The glossy brochure advertising "the best live-in child care in the world!" had featured energetic European lasses with megawatt smiles. So Cathy and Thomas Lynch of Wilton, Connecticut, were perplexed in November 1990 when their Dutch au pair arrived fearful and miserable. On Day One, Saskia, 21, wept uncontrollably, but lacked enough English to explain why she was upset. On Day Two, Saskia expressed shock that she was expected to provide sole care for the Lynches' two daughters, ages two and four, while the Lynches were at work; she thought she had come to America primarily to travel and learn English. On Day Three, Saskia announced that she wanted to go home -- then stopped speaking English altogether. Baffled, Cathy found an interpreter, who translated: Saskia said she couldn't be left alone with the Lynch children.
When Cathy phoned the sponsoring agency, EF Au Pair of Cambridge, Massachussetts, she was stunned by their refusal to help. "They literally told us we could put her out on the street, and that she could now find her own way home," Cathy recalls. (An agency spokesman says that she is unfamiliar with the case, but that the standard response is to "do what we can" to help an au pair return home.) Instead the Lynches helped Saskia make her travel arrangements. Then, not wanting to squander their nonrefundable program fee of roughly $2,700, they demanded a replacement. This time, they got a 19-year-old Swede who was all the agency had promised: an English- speaking au pair who provided 12 months of flexible, dependable child care in exchange for room, board, a $100 weekly salary, a $300 educational stipend and a round-trip ticket.

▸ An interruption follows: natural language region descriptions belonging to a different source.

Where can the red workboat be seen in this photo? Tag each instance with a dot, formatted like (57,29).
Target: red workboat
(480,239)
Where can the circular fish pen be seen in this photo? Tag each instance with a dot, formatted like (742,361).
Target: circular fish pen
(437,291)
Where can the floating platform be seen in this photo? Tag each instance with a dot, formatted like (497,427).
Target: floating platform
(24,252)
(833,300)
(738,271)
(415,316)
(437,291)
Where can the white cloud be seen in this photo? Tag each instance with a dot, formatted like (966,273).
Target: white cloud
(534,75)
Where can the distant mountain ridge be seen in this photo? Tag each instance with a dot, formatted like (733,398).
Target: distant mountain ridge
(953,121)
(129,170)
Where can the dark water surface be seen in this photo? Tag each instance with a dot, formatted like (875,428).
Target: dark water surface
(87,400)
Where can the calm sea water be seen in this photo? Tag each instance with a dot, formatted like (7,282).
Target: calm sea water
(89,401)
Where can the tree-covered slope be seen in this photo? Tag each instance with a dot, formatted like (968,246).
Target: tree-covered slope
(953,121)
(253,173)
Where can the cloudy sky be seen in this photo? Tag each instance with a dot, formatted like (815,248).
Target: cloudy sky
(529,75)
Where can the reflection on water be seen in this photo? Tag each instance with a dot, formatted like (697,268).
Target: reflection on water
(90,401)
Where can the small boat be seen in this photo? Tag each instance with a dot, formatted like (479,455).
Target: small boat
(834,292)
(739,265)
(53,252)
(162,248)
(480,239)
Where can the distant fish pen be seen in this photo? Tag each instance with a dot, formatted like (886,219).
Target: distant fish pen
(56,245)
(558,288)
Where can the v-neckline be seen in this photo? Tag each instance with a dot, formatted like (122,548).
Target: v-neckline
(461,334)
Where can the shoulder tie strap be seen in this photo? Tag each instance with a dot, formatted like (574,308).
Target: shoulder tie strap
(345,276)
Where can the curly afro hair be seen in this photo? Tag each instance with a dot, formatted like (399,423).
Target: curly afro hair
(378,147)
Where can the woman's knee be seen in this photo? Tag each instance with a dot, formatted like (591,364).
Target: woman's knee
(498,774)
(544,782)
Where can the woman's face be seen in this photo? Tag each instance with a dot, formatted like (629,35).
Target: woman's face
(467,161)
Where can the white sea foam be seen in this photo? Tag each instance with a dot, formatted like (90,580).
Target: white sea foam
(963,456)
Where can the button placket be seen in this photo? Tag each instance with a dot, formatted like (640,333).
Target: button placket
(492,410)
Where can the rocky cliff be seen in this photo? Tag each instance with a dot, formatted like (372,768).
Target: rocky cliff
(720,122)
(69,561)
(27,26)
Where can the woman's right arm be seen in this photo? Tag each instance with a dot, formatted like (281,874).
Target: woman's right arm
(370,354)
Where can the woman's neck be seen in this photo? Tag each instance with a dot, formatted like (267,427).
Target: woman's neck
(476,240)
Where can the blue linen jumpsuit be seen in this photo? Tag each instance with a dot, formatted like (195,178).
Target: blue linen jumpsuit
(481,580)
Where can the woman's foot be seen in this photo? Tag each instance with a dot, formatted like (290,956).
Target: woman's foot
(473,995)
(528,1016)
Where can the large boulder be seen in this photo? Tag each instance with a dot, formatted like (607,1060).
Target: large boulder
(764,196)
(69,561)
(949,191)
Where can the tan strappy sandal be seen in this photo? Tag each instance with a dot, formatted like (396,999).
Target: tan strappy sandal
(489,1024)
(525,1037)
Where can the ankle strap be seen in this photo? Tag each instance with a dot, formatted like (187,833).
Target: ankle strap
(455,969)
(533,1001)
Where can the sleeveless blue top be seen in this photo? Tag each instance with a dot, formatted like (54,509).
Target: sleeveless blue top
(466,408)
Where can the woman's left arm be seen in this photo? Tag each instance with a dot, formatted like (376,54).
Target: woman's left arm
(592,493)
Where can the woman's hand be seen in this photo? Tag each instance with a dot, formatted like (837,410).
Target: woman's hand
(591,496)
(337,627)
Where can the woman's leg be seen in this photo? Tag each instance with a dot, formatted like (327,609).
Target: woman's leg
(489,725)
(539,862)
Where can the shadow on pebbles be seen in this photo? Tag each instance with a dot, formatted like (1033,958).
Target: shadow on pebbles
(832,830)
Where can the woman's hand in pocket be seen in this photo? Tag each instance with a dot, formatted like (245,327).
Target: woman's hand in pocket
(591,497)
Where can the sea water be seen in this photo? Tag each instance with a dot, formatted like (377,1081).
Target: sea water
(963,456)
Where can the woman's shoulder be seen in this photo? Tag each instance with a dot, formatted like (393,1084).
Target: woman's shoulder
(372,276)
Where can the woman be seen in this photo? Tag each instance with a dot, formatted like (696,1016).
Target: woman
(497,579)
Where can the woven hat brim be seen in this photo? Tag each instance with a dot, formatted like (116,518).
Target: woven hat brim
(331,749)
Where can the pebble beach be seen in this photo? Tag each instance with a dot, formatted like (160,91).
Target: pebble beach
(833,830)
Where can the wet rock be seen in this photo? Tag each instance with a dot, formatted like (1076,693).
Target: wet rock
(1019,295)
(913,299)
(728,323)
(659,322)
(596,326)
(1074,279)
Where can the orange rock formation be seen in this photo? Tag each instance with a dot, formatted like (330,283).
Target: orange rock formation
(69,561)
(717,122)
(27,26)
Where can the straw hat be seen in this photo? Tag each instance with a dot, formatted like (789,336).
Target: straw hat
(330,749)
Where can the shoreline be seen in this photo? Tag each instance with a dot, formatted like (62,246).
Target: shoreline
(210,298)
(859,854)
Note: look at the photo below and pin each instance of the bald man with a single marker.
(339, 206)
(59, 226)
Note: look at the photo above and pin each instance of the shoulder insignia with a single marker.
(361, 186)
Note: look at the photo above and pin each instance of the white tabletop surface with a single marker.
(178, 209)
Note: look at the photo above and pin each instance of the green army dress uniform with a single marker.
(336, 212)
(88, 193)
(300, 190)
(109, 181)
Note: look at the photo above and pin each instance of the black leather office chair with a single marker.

Heartened by their second au pair experience but now leery of EF Au Pair, the Lynches then signed with the Connecticut-based Au Pair in America, another of the eight private agencies designated by the U.S. Information Agency to match American families with European au pairs who are between the ages of 18 and 25. Melanie, 19, promptly erected a vast photo shrine of the child she had cared for back home in England, then cried and cried. Three days later, an agency counselor visited and suggested that Melanie leave within 24 hours. Exit Melanie, enter Katja, a 22-year-old German who failed to watch the Lynch girls when they swam at the beach. Katja also couldn't drive, though her application stated otherwise. Worn out, Cathy dismissed Katja within three weeks, quit her nursing job and became a full-time mom. Her conclusion: "Scrap the whole au pair program. It's just plain bad."
The Lynches' experience is not one of those sensational au-pair-from-hell stories that make for splashy headlines and breathless movies-of-the-week. Yet it is typical enough in the annals of live-in babysitters to give pause to any family seeking an au pair. A number of the eight agencies that have placed 40,094 au pairs in American homes since 1986 say between 20% and 30% of their placements don't work out. Unhappy au pairs complain that they are lonely and treated like slaves. Discontented parents speak of au pairs who are immature, irresponsible or mentally unstable. Both sides fault the agencies for sloppy screening procedures and poor follow-through when troubles arise.